Google et Facebook captent la quasi-totalité des revenus publicitaires en ligne. Plus de 2000 groupes de presse américains, réunis dans la News Media Alliance, demandent une modification de la loi anti-trust pour récupérer une part du gâteau, au nom de la bonne marche de la démocratie.
« Dès que le président Trump attaque CNN ou réprimande le Washington Post, journalistes et défenseurs de la liberté d’expression se lèvent pour protéger les médias et le premier amendement », écrit David Chavern, à la tête de la News Media Alliance qui regroupe 2000 entreprises de presse, print et web, régionaux et nationaux, aux Etats-Unis et au Canada. « Pendant ce temps, poursuit-il, une plus grande menace plane sur l’industrie des médias américains et qui demeure largement peu notée : la domination du duopole Google et Facebook sur la publicité en ligne, qui pourrait faire beaucoup plus de dommages à la liberté de la presse que tout ce que peut dire le président dans ses posts Twitter. » Paradoxe de notre temps, et vent de fronde dans les médias américains. Dans une tribune intitulée « Comment la loi anti-trust porte atteinte à la liberté de la presse » diffusée le 9 juillet sur le Wall Street Journal, David Chavern partage l’inquiétude de News Media Alliance.

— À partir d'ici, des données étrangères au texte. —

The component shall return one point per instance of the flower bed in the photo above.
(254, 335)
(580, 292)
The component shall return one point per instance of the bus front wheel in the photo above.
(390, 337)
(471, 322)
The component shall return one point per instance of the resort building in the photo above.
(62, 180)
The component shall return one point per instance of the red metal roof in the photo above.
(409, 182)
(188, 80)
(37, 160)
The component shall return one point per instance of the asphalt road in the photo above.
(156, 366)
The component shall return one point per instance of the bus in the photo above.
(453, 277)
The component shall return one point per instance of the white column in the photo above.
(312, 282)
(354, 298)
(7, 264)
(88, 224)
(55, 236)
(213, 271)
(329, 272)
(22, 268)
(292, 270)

Le duopole Google et Facebook
Selon David Chavern, « 70% des 73 milliards de dollars » dépensés en publicité en ligne aux Etats-Unis sont captés par Google et Facebook. Pire, entre 2015 et 2016, les revenus de la publicité en ligne ont crû de 22%, passant de 59,6 milliards à 72,5, mais 99% de ces nouveaux budgets sont accaparés par ce duopole de GAFA (Google, Apple, Facebook, Amazon). « 80% du trafic en ligne référencé provient de Google et Facebook », écrit-il. « Un business immensément profitable », leurs gains s’élevant respectivement à 19 et 10 milliards de dollars l’an passé.
Or, poursuit David Chavern, « les deux géants du numérique n’emploient pas de journalistes. » Ils ne supportent donc pas le poids, extrêmement coûteux, de produire de l’information. « Même si le journalisme est souvent irritant pour ceux qui sont au pouvoir, écrit Chavern, des informations et des analyses de qualité sont essentielles à tout système politique qui dépend du fait de donner aux citoyens des faits, afin qu’ils esquissent leurs propres conclusions. »
Dans un article publié le lendemain, le News Media Alliance précise : « à cause de ce duopole, les éditeurs sont forcés d’abandonner leur contenu et jouer selon leurs règles sur comment les nouvelles et l’information doit être présentée, hiérarchisée et monétisée. Ces règles ont standardisé les infos et laissé la place aux fake news, qui ne peuvent bien souvent plus être différenciées des vraies nouvelles. »
Pour un assouplissement des lois anti-trust
Pour contrer cette « inexorable menace », écrit David Chavern, les éditeurs de presse devraient pouvoir se lier, « négocier avec Google et Facebook – pour mieux protéger la propriété intellectuelle, proposer de meilleurs supports pour les modèles d’abonnement et une part équitable des revenus des données – ils pourraient construire un future durable pour le business des médias. » Mais aux Etats-Unis, les lois anti-trust de 1890 et 1914 – dont le rôle est d’éviter toute concentration économique – empêchent les médias d’unir leurs forces, ce qui s’apparenterait à une entente entre entreprises d’un même secteur.
La News Media Alliance propose donc un assouplissement de cette loi anti-trust par une nouvelle législation donnant la possibilité aux « éditeurs de presse de négocier collectivement avec des plate-formes en ligne dominantes. »
En Europe, l’offensive est déjà en marche
En Europe, début juillet, une centaine de médias, ainsi que les groupes SFR et Fnac Darty annonçaient qu’ils comptaient partager leurs données publicitaires, grâce à une alliance appelée Gravity. À partir de la fin de l’année 2017, les annonceurs auront accès à un guichet unique pour acheter les espaces publicitaires sur les différents sites des groupes tels que Lagardère Active, Next Radio TV, Les Echos-Le Parisien, les groupes de presse régionale… Il ne s’agit pas de fusionner les régies publicitaires, mais d’être plus performants sur la « publicité programmatique », une forme de publicité en ligne qui fonctionne grâce à des algorithmes et un système d’enchères. Une publicité qui, selon l’AFP, représentait déjà 53% des ventes numériques en 2016.